Baldwin is detailed in his account, making reference to McCord having been looking for a "yellow volkswagon" with a "boy" in it—Thomas Gregory, one of Hunt's operatives working on the inside at McGovern headquarters—before they pulled up next to "a light colored car" from which Liddy emerged. According to Baldwin, Liddy got into the car with McCord and Baldwin. Baldwin says that after riding around for over a half an hour in discussion about the prospects of getting into McGovern headquarters, Liddy said, "We'll abort the mission."

Baldwin also testified that he had been introduced by McCord to G. Gordon Liddy and E. Howard Hunt only hours earlier, during the afternoon of 26 May 1972, prior to the Ameritas dinner, in room 419 of the Howard Johnson's motel.

G. Gordon Liddy swore in deposition testimony, and wrote in his autobiography, that he did not meet Alfred Baldwin at all until four days later, on 31 May 1972, in what Liddy described as the "observation post" room at the Howard Johnson's motel across Virginia Avenue from the Watergate.

Second break-in attempt, night of 27–28 May 1972

Several of the co-conspirators have said that there was a failed second attempt at a first break-in on the night of Saturday, 27 May 1972, continuing into the early morning hours of Sunday, 28 May 1972. The two most detailed accounts come from the co-commanders, Liddy and Hunt, whose accounts not only contradict each other, but expose other contradictions and omissions.

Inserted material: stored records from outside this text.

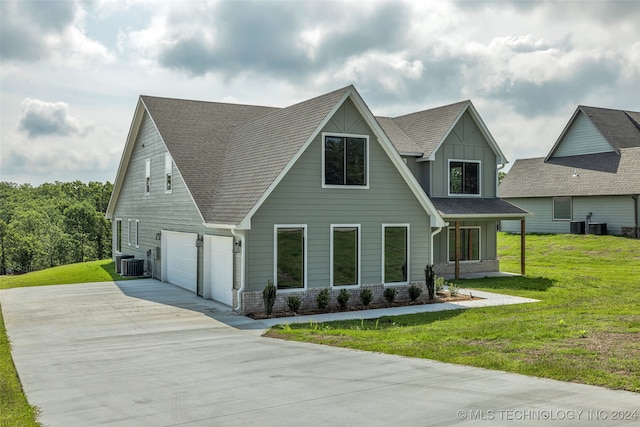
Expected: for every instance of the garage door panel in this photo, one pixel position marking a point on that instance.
(181, 258)
(219, 269)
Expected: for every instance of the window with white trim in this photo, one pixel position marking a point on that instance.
(147, 177)
(118, 235)
(464, 177)
(345, 160)
(168, 173)
(469, 244)
(395, 254)
(345, 255)
(562, 209)
(290, 256)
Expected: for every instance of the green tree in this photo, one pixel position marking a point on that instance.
(80, 221)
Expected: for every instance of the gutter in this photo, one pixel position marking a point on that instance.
(635, 211)
(500, 167)
(433, 234)
(243, 247)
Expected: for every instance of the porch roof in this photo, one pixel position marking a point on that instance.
(479, 208)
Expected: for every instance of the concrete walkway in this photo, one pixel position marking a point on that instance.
(145, 353)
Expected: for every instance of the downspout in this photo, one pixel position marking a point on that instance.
(499, 168)
(636, 232)
(243, 248)
(433, 234)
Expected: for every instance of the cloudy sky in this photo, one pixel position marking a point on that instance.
(72, 71)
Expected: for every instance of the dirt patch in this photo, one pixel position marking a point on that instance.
(441, 297)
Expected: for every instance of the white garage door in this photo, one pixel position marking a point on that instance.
(181, 259)
(218, 269)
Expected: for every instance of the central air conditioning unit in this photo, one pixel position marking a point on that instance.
(132, 267)
(119, 259)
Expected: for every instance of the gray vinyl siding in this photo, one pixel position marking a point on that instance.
(582, 138)
(615, 211)
(464, 142)
(488, 241)
(157, 211)
(300, 199)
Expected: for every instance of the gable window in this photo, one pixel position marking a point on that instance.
(118, 235)
(290, 256)
(345, 255)
(562, 209)
(395, 253)
(147, 177)
(345, 160)
(168, 173)
(464, 177)
(469, 244)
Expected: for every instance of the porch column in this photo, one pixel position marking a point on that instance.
(522, 246)
(457, 249)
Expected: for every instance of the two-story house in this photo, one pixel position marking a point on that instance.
(221, 198)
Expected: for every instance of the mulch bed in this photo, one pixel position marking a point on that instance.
(441, 297)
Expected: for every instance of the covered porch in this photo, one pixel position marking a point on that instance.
(469, 244)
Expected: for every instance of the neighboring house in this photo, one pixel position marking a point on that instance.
(221, 198)
(590, 180)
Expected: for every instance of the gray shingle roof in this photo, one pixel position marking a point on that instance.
(428, 128)
(461, 207)
(612, 173)
(399, 138)
(596, 175)
(196, 134)
(616, 126)
(260, 149)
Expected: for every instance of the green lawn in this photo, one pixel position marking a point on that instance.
(585, 329)
(14, 408)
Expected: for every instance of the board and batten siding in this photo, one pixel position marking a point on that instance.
(615, 211)
(157, 211)
(300, 199)
(464, 142)
(582, 138)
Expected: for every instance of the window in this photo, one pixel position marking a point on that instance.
(147, 177)
(168, 173)
(396, 253)
(290, 256)
(562, 209)
(345, 255)
(345, 160)
(118, 235)
(464, 177)
(137, 238)
(469, 244)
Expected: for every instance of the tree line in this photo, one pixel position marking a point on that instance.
(53, 224)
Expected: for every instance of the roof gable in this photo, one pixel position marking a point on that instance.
(596, 130)
(584, 175)
(430, 128)
(231, 157)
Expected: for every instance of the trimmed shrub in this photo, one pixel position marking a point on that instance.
(343, 298)
(414, 292)
(293, 302)
(366, 296)
(453, 289)
(389, 294)
(323, 299)
(269, 297)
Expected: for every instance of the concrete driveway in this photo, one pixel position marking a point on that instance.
(145, 353)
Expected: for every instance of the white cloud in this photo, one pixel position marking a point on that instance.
(40, 118)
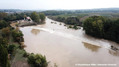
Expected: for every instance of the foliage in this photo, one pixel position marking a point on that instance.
(6, 32)
(3, 57)
(11, 48)
(35, 17)
(101, 27)
(72, 21)
(42, 16)
(37, 60)
(3, 24)
(17, 35)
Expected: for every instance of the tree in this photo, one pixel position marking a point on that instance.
(42, 17)
(35, 17)
(3, 24)
(6, 32)
(101, 27)
(37, 60)
(3, 57)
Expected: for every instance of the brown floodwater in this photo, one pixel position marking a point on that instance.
(68, 47)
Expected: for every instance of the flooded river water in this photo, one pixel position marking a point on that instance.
(67, 47)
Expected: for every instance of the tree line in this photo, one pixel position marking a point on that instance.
(102, 27)
(10, 42)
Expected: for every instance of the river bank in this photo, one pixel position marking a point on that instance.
(67, 47)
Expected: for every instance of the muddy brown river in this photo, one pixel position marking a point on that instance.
(68, 47)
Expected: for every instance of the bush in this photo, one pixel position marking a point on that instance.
(101, 27)
(37, 60)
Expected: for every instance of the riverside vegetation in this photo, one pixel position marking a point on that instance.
(11, 44)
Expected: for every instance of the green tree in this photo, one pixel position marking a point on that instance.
(4, 62)
(3, 24)
(35, 17)
(37, 60)
(42, 17)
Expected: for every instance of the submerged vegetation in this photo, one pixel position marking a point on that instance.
(101, 27)
(11, 44)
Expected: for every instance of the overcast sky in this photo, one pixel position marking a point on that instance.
(58, 4)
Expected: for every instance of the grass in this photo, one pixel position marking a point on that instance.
(19, 55)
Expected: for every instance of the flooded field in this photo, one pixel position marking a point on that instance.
(67, 47)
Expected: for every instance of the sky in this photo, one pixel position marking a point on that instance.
(57, 4)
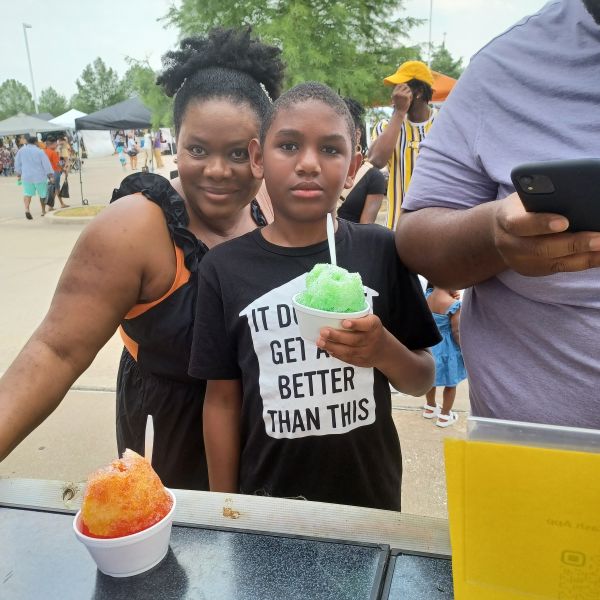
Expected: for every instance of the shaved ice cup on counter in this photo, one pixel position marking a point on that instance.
(133, 553)
(331, 296)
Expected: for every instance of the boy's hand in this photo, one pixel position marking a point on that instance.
(359, 344)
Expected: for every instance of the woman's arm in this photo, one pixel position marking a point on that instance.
(222, 409)
(101, 281)
(371, 208)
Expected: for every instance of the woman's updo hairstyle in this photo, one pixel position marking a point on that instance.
(227, 63)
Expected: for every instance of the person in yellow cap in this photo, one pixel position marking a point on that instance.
(396, 142)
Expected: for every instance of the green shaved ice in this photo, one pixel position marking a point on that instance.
(333, 289)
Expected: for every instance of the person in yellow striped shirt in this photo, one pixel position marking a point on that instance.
(396, 142)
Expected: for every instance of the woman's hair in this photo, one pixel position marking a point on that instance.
(357, 111)
(304, 92)
(227, 63)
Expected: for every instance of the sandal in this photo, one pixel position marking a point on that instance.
(430, 412)
(447, 420)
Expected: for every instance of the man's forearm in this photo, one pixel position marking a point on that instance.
(452, 248)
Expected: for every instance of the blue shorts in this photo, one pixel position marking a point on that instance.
(31, 189)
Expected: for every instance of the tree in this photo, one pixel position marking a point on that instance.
(349, 45)
(98, 88)
(442, 62)
(14, 98)
(140, 80)
(53, 102)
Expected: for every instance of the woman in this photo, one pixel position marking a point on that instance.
(132, 150)
(362, 202)
(135, 265)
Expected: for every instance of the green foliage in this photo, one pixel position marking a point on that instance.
(53, 102)
(98, 88)
(140, 80)
(14, 98)
(350, 45)
(442, 62)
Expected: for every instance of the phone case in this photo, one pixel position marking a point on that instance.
(566, 187)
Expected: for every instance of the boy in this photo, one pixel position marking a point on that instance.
(283, 416)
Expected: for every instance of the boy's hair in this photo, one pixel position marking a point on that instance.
(303, 92)
(228, 64)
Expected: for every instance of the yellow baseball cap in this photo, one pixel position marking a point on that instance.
(412, 69)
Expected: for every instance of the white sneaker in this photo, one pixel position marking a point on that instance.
(430, 412)
(447, 420)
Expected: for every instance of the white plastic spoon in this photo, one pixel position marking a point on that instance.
(149, 439)
(331, 239)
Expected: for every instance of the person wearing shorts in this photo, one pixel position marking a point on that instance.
(33, 170)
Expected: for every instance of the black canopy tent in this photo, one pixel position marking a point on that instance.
(129, 114)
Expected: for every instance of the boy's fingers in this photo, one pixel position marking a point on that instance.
(339, 338)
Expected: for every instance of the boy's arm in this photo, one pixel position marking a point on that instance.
(366, 343)
(221, 417)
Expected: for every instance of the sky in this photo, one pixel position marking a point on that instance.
(68, 35)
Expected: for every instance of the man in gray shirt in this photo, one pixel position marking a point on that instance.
(34, 171)
(531, 320)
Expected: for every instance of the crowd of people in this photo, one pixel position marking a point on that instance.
(241, 403)
(39, 165)
(136, 143)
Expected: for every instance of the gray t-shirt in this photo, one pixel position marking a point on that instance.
(530, 343)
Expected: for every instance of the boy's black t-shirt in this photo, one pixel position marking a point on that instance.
(311, 426)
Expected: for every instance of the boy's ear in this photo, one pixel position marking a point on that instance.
(256, 163)
(354, 166)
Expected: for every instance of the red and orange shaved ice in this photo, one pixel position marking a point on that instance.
(123, 498)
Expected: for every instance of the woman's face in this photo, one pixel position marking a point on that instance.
(212, 158)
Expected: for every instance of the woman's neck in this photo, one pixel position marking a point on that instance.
(216, 231)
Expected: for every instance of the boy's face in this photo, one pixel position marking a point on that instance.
(307, 159)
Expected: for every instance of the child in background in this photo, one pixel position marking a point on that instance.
(120, 151)
(282, 416)
(449, 366)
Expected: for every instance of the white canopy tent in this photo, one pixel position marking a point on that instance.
(67, 120)
(21, 124)
(97, 143)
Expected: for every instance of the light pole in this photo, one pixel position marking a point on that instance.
(430, 20)
(25, 28)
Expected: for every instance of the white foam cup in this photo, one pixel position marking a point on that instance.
(130, 554)
(312, 320)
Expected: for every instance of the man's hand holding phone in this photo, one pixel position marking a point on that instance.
(401, 98)
(536, 244)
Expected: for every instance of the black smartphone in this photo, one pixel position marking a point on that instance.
(566, 187)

According to Hunt, on the evening of Saturday, 27 May 1972, he had Bernard Barker and Eugenio Martinez (a.k.a. Rolando) come to the room that Hunt and Liddy were staying in at the Watergate Hotel. Hunt says he had them set up the "lights and photography equipment," and simulate photographing documents while he watched them. He then briefed them again on the importance of photographing Democratic "account books, contributor lists, that sort of thing." They then packed the photography equipment and lights into a suitcase to carry with them in the new break-in attempt, along with a hatbox carrying a Polaroid camera and film.

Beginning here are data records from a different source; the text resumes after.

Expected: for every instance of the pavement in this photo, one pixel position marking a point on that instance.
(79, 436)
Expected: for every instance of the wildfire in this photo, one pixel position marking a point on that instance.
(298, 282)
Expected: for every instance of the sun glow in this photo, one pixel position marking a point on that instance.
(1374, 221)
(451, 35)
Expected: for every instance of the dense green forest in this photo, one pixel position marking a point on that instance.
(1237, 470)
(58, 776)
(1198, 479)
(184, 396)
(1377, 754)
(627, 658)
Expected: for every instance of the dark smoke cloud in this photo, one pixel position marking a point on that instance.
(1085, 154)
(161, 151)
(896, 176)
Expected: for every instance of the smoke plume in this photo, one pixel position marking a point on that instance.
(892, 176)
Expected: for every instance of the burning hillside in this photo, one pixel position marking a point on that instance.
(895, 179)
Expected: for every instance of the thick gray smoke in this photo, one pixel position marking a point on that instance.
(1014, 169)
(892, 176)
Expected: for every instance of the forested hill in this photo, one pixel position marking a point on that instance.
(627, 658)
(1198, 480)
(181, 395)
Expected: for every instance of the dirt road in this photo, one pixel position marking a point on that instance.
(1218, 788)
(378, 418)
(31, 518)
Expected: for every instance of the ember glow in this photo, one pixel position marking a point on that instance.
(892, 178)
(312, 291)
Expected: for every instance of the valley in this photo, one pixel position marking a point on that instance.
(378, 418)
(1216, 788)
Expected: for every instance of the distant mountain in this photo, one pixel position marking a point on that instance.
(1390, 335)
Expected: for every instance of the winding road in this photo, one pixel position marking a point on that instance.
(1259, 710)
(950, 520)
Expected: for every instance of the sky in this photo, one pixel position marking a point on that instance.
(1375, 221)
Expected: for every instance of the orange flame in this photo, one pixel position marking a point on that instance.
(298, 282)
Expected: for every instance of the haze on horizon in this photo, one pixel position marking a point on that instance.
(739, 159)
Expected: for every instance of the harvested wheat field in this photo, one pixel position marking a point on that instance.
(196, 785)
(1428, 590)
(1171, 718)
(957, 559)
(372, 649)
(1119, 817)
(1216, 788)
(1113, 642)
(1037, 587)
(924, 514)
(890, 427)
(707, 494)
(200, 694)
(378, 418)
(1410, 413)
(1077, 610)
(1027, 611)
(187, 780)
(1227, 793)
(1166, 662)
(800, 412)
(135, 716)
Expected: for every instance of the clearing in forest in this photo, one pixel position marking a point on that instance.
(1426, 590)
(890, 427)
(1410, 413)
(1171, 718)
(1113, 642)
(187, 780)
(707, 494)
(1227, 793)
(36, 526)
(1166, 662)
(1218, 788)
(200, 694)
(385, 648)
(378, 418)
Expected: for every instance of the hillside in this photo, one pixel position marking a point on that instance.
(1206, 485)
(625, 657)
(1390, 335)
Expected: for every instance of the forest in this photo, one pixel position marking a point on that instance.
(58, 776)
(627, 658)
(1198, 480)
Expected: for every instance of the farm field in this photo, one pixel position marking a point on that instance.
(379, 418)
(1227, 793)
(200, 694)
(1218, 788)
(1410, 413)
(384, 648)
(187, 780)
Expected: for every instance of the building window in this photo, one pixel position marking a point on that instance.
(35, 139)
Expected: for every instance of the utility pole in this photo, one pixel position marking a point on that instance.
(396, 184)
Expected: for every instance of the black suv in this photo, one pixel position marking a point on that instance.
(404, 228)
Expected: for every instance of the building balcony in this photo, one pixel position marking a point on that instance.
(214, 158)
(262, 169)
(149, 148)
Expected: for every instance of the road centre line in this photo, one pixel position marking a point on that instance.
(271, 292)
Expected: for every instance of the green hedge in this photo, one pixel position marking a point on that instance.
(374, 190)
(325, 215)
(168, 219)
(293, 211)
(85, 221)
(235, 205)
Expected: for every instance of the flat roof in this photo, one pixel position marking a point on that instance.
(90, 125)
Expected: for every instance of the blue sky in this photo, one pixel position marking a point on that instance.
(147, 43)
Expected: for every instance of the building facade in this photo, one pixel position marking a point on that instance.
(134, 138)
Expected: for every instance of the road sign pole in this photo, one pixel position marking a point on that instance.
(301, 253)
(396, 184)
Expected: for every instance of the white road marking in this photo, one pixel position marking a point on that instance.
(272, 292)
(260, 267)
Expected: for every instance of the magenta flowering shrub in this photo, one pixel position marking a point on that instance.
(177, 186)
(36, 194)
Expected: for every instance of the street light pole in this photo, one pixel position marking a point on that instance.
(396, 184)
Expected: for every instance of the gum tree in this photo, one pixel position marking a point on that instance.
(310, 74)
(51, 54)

No such photography dry-run had been done prior to the previous night's Ameritas dinner.

Both Hunt and Liddy say in their respective accounts that later on the evening of 27 May 1972, Barker, Martinez, Gonzales, and Frank Sturgis went to the garage-level entrance to the stairway, where McCord had "taped the locks," and there met up with McCord. Hunt and Liddy, though, give conflicting accounts about when during the night this is supposed to have occurred.

Hunt has said that there was a "guard change at eight o'clock," after which McCord had taped the locks. He then states that "a little after ten o'clock" word came from McCord—in room 419 of the Howard Johnson's—that the DNC headquarters were empty, so the Cubans left then to meet McCord in the garage.

In Liddy's account, the failed break-in attempt happened two hours later. According to Liddy, there was not a "guard change" at eight o'clock, but "a building inspection." According to Liddy, they all were waiting for hours after that for word that the DNC headquarters were empty, which didn't come until "too close to the midnight shift change and building inspection" for Liddy's comfort, so they "waited until that was accomplished and sent in the team."

Hunt and Liddy do agree that the Cubans met up with McCord at the garage-level entrance and climbed six flights of stairs to the DNC headquarters, where Gonzalez attempted for some time without success to pick the lock on the main door.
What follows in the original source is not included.